Her “Couture Sewing Techniques” book, in particular, describes just about every haute couture technique that a sewing enthusiast will encounter in a lifetime (or the half-life of your fabric stash, which is 9 million years…). Fitting, sleeve-setting, hems, buttonholes, pockets, jacket tailoring (including Chanel-style jackets), fabrics, pressing etc. are all covered in painstaking detail. Here’s where you can find it on Amazon:

http://www.amazon.com/Couture-Sewing-Techniques-Revised-Updated/dp/1600853358/ref=pd_bxgy_b_img_z

If you go to the Threads Magazine website, there is a series of videos by Claire Schaeffer illustrating the techniques from the book, which I highly recommend. The hand-stitching tutorial in particular I found very useful. If your hand-sewing skills are not that strong, it’s worth it for you to watch this video and practice before you undertake sewing a Chanel-style jacket. You need to subscribe to the Threads website for access to the videos, or buy the DVD:

http://www.threadsmagazine.com/item/23016/couture-techniques-workshop-basics-with-claire-shaeffer

Claire Schaeffer just published a comprehensive book on the history and making of the Chanel-style jacket, entitled “The Couture Cardigan Jacket: Sewing Secrets from a Chanel Collector.” The enclosed DVD walks you through every step of her method of making a jacket. Here it is on Amazon:

http://www.amazon.com/Couture-Sewing-Cardigan-secrets-Collector/dp/1600859550/ref=sr_1_1?s=books&ie=UTF8&qid=1384778985&sr=1-1&keywords=claire+schaeffer

(I have a confession to make at this point. I love Claire Schaeffer’s books, but just looking at the zillions of steps she outlines in her Chanel-style jacket method gives me so much anxiety that I want to go bake cookies instead.) Fortunately, Lizzie of The Vintage Traveler, a favorite blog of mine, has written a nice rundown of the book and video, which you can find here:

http://thevintagetraveler.wordpress.com/2013/10/11/currently-reading-and-viewing-the-couture-cardigan-jacket-by-claire-shaeffer/

One person who made a very pretty jacket using Claire’s pattern is seamstress Ann Rowley. During construction, she took a series of very helpful photos illustrating every step:

http://www.flickr.com/photos/7370831@N07/sets/72157630204914658/

And here’s a link to reviews from patternreview.com by people who have completed jackets from this pattern.

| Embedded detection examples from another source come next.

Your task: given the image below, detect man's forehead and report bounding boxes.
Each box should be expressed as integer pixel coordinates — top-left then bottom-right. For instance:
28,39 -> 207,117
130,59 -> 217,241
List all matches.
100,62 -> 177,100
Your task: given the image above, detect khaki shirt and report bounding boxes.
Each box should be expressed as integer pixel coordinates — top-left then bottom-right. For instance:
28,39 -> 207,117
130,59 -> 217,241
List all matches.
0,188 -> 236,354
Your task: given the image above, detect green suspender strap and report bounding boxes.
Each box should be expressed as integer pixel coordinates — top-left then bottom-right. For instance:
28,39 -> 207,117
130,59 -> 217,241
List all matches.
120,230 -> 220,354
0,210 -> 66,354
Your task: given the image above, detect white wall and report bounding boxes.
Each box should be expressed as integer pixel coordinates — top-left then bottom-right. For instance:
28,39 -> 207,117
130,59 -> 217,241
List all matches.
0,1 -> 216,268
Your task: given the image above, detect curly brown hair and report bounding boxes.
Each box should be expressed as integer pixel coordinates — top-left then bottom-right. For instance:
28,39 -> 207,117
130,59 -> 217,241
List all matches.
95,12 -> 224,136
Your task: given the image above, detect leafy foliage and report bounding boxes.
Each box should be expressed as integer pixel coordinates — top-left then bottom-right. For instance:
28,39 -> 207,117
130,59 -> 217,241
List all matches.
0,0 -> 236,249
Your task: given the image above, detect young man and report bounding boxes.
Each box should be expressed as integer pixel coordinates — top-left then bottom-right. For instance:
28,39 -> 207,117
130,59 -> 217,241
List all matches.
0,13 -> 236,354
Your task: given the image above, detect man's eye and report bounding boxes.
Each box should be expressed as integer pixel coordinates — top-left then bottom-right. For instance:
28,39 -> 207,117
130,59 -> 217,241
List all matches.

Vogue 8804 http://sewing.patternreview.com/patterns/54069

If you are someone who can fathom spending the time it takes to hand-sew a couple of intricate quilts and fashion them into a tiny jacket, then Claire’s method may be for you. There’s a lot of basting involved, and people who have made the pattern say it takes more than 100 hours start to finish. The result is a meticulous and authentic jacket that’s a little conservative for my tastes, but may be just what you’re looking for.